Verse is not written, it is bled, somebody once said. Some sense of this imbued the recent poetry reading by Sampurna Chattarji, a Mumbai-based poet, fiction-writer and translator whose collection “Sight may strike you blind” was recently published by Sahitya Academy. Reading with her was S S Prasad, a microchip design engineer whose poems have appeared in various poetry journals. The event, organised by Toto Funds for the Arts (TFA) at Crossword Bookstore, is part of a regular series aimed at encouraging and supporting young poets.

Chattarji read a selection from her debut collection, which amply demonstrated her lyrical range and powerful use of clean, sharp images that slice through the reader’s consciousness. In her introduction to the reading, poet Anjum Hasan spoke of Chattarji’s “painterly eye” and this was evident in poems like “Still life in motion”:  “The sky strides/ inland on giant stilts, unstoppable, shutting out the light” and “Dogs, mobs and rock concerts” where she describes local trains as “each rattling its chains,/ returning thousands to their cages,/ till dawn.”

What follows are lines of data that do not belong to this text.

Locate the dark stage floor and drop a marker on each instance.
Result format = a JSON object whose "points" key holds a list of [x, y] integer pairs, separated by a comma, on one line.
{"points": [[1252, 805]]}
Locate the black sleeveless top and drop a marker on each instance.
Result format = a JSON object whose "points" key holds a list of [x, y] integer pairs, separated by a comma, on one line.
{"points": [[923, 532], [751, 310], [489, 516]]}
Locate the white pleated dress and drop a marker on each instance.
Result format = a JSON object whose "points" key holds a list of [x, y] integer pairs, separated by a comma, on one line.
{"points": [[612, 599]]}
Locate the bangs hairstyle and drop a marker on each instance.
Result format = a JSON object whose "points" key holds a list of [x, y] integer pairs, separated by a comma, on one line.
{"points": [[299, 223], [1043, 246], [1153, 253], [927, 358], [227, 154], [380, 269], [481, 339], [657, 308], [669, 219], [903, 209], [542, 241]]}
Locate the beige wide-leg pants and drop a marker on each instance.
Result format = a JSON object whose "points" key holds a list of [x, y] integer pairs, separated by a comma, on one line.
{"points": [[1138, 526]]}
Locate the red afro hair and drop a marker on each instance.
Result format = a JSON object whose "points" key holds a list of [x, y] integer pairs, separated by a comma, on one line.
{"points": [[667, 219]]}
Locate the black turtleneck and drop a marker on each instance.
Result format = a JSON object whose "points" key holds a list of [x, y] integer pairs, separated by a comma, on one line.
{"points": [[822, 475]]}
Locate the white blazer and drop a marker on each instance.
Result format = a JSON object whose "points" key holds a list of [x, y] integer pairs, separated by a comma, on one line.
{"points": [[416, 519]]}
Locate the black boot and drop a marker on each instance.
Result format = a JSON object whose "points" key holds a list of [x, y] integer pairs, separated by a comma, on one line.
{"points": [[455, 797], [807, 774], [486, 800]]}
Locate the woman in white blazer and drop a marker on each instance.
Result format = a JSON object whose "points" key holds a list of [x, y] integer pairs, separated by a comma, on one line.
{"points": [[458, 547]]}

Noted poet Jeet Thayil, who introduced Chattarji, spoke of “the unnameable condition bordering on doom’ that informs her poems. Telling the audience about Chattarji’s degenerative eye disorder which will eventually end in blindness, he added a layer of contextual depth to some of her lines. “In Sampurna’s poems, blindness is not only allegoric,” he said. “But not all her poems are dark and portentous,” he added, “they can also be sexy and mysterious.”

A lively discussion on Indian English poetry followed the discussion, and with quite a few poets present in the room—Jeet Thayil, Anjum Hasan, Mani Rao and translator N Kalyan Raman—it took some interesting turns. Although it was asked in jest, Chattarji chose to answer Thayil’s question on why she writes in English. “For me, it’s never been a choice,” she said. “English has always been the language for me. But I do feel impelled to translate Bengali poetry that affected me as a child. It is only through translation that I feel I can have a relationship with my mother tongue.”